The Changing Face of Woodstock
woodstock is wedged between the suburbs and the city like a dirty dishcloth. drifting in a river of traffic from both major highways and the trunk of cape town’s train routes. the area’s light industrial open spaces with cheaper rents and victorian cottages with renovation potential have pulled in mobs of converse and brogue wearing creative types (a lot of them who look like jesus). here the disciples of design are busy building craft furniture and roasting imported coffee while selling art and riding fixies. it’s becoming a factory of gritty cool but in a conscience-striking way which means street kids watch you chew your R65 egg-on-toasted-rye sandwich. about a hundred years and fifty ago Woodstock was a fashionable seaside suburb with cottages next to a now nonexistent shoreline. Fortune seemed to dry up with the extending foreshore reclamation in the 40′s although it remained a ‘grey area’ during apartheid and saved itself from the fate of District 6. it’s manic streets are lined with factories, garages and antique shops with white lined colonial facades like white lipstick. Characters out of penguin classic novel busy themselves selling vintage furniture like they were letting go symbols of the past. Some of cape town’s oldest companies still have head offices here. The 102 year-old House of Monato or the 75 year-old Lewis. Most of them ache in buildings decaying without time’s usual charm. Romantic if you give it another 45 years. Big bold insustrial fonts tell you people are doing hard work inside auto repair garages, linen shops and bottle stores. vinyl cutouts in sans serif use words like ‘contemporary’ and ‘craft’ to tell you somebody inside is busy working on something for a blog. These are some of the only buildings in cape town where you can get a leather iPad cover on one side and TIK on the other. there’s chemical stench of piss in gutters between cafe and panel beaters and huge black faces with silent screams covering the side-street walls. spray-painted Faith47 angels turn there heads from poverty and weep on gothic slabs that spell big themes like FREEDOM CHARTER. hard faces harass me under a sign that says JESUS SAVES COME TO HIM. I’m not sure if they want my cellphone or my soul.
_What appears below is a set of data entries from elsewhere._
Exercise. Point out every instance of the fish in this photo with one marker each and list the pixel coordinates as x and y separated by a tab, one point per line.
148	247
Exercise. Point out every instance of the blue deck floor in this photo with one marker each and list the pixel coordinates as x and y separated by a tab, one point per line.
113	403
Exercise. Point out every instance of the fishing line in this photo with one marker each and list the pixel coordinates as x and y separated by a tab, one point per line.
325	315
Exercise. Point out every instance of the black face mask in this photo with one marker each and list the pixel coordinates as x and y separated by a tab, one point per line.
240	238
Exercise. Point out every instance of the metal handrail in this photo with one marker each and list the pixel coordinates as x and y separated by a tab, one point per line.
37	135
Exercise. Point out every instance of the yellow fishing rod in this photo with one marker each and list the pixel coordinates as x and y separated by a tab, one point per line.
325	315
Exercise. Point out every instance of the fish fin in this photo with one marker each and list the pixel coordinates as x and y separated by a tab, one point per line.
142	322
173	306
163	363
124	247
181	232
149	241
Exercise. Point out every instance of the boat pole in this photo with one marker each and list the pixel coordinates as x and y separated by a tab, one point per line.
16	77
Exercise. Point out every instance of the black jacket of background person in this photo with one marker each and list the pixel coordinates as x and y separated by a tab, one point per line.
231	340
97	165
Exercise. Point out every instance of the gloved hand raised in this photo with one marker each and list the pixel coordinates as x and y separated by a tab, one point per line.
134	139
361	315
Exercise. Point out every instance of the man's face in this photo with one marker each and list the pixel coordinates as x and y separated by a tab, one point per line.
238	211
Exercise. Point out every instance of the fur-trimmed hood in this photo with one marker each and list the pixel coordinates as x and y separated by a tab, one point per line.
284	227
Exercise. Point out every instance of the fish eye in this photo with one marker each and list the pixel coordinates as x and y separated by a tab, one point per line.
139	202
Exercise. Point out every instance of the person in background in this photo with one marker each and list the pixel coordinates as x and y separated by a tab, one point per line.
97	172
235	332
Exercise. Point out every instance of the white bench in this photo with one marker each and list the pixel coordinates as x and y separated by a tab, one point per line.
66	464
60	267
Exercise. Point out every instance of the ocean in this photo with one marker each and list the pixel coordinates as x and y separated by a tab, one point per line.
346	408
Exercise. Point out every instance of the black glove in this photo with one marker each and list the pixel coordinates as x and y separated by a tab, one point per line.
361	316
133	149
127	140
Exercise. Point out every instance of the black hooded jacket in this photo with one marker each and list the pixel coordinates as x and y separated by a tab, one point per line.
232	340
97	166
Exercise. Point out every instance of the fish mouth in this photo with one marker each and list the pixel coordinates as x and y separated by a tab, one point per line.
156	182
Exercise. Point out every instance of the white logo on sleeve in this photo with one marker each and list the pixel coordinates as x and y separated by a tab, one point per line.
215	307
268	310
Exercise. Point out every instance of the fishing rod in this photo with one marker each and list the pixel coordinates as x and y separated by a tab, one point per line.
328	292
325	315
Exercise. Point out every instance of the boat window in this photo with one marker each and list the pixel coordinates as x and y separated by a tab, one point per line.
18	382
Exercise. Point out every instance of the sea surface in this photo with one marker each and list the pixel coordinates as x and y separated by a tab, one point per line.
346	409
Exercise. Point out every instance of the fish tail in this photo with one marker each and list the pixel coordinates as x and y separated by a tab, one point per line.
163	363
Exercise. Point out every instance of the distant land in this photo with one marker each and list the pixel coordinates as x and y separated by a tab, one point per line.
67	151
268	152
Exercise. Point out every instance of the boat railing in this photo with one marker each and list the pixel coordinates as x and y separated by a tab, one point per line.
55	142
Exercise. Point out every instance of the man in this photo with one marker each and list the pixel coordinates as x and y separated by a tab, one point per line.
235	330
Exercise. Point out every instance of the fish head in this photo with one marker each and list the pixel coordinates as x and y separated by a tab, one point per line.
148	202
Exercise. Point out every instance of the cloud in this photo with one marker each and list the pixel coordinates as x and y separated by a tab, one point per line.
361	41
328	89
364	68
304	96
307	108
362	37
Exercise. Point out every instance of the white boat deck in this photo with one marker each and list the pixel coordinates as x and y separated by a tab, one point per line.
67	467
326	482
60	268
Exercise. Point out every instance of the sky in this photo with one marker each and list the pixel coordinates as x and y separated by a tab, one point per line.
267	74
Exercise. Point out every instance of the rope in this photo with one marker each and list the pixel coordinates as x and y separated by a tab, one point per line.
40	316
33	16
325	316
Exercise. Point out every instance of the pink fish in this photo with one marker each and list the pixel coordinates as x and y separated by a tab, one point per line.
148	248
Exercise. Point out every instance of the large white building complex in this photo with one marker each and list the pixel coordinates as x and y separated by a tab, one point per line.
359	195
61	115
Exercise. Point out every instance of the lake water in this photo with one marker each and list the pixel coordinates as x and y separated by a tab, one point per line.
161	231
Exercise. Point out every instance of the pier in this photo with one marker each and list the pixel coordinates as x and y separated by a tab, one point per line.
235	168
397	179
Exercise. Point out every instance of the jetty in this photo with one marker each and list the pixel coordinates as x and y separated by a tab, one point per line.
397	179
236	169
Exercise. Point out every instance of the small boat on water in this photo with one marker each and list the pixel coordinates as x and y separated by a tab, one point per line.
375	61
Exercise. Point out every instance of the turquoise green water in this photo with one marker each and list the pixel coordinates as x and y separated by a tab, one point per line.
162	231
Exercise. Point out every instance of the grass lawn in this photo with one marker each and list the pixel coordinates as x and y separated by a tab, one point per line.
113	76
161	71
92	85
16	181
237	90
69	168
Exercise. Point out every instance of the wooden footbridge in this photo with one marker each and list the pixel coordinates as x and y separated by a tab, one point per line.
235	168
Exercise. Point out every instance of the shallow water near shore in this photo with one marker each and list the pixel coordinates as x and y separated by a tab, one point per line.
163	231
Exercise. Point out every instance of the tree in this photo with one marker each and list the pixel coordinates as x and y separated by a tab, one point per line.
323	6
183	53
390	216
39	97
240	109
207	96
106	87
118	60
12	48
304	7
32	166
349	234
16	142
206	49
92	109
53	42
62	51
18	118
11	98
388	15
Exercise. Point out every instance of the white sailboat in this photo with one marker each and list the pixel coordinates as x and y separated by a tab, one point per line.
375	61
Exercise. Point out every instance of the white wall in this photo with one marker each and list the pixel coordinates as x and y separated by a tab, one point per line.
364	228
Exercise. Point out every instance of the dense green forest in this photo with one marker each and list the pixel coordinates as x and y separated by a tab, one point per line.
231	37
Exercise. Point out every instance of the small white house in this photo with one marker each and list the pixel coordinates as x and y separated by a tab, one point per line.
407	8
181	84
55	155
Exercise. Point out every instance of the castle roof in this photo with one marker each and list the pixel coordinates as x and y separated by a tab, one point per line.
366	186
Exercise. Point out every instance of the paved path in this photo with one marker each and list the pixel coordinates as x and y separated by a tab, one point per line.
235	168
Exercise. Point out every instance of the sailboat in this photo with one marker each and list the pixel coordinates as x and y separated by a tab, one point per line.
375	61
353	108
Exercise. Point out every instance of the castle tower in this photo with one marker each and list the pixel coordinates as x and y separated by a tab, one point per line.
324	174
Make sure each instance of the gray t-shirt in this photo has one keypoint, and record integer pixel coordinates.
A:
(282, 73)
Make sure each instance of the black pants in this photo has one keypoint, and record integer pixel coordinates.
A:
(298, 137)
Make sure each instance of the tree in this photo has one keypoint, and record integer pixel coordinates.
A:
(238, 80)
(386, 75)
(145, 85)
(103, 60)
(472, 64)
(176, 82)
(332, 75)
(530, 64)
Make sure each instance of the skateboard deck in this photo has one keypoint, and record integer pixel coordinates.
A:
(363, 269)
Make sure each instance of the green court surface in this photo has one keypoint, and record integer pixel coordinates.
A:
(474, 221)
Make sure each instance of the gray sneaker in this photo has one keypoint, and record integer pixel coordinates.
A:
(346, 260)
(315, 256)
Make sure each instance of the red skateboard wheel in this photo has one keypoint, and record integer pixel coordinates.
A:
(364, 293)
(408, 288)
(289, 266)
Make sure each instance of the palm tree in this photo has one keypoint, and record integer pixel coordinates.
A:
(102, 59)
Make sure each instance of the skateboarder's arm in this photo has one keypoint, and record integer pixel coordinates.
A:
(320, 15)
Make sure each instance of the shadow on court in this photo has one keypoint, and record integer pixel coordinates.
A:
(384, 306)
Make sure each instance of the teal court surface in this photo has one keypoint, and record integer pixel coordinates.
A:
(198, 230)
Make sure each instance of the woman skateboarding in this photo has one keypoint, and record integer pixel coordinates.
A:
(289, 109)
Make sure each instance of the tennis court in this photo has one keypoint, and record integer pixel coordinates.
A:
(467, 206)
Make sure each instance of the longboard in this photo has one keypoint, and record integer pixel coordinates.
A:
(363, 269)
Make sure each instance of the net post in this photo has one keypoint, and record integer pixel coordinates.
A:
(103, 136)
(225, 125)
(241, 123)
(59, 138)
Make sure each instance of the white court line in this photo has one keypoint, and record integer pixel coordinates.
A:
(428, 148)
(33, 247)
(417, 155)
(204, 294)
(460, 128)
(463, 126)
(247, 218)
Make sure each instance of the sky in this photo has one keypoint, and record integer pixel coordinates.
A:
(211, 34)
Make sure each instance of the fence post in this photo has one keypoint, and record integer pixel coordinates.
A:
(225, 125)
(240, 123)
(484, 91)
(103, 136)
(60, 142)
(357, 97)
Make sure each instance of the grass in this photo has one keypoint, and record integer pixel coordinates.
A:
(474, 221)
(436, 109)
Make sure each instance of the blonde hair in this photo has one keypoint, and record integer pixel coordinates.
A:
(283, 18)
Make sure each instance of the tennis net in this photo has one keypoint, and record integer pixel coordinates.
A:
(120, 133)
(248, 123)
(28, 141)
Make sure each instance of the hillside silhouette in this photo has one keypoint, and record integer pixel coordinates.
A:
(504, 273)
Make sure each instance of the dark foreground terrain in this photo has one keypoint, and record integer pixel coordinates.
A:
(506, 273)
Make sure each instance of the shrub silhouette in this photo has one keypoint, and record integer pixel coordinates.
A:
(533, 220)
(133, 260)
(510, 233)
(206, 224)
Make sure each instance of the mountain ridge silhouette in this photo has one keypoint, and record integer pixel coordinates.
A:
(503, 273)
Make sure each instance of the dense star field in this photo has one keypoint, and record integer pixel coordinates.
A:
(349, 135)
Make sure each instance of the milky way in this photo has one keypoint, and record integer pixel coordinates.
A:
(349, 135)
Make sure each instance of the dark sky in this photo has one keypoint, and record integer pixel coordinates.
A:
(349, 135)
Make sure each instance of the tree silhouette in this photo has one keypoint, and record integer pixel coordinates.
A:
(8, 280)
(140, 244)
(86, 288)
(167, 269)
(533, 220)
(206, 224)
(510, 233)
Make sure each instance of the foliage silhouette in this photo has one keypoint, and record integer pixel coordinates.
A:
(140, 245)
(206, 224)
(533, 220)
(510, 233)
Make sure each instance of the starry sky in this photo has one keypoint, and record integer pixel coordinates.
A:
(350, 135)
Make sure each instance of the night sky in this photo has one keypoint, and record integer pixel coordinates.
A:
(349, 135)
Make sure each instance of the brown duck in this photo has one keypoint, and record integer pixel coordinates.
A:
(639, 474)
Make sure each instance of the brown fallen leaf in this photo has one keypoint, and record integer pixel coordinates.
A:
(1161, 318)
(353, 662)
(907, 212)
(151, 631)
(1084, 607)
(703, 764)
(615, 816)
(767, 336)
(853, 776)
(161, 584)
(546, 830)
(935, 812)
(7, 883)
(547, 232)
traffic in woodstock has its own rules and driving in the rain through Albert and Victoria roads is like a free course in anger management. woodstock also has the entire curve of the Gini coefficient strolling its streets. Range Rovers pause for crutching beggars. It’s an entire spectrum of South African culture mixing flavors, colors and symbols like visual mezze platter. it’s definitely on the fringes and if you’re into books by malcom gladwell types it’s on the fringes where you’ll find the center of change and the new.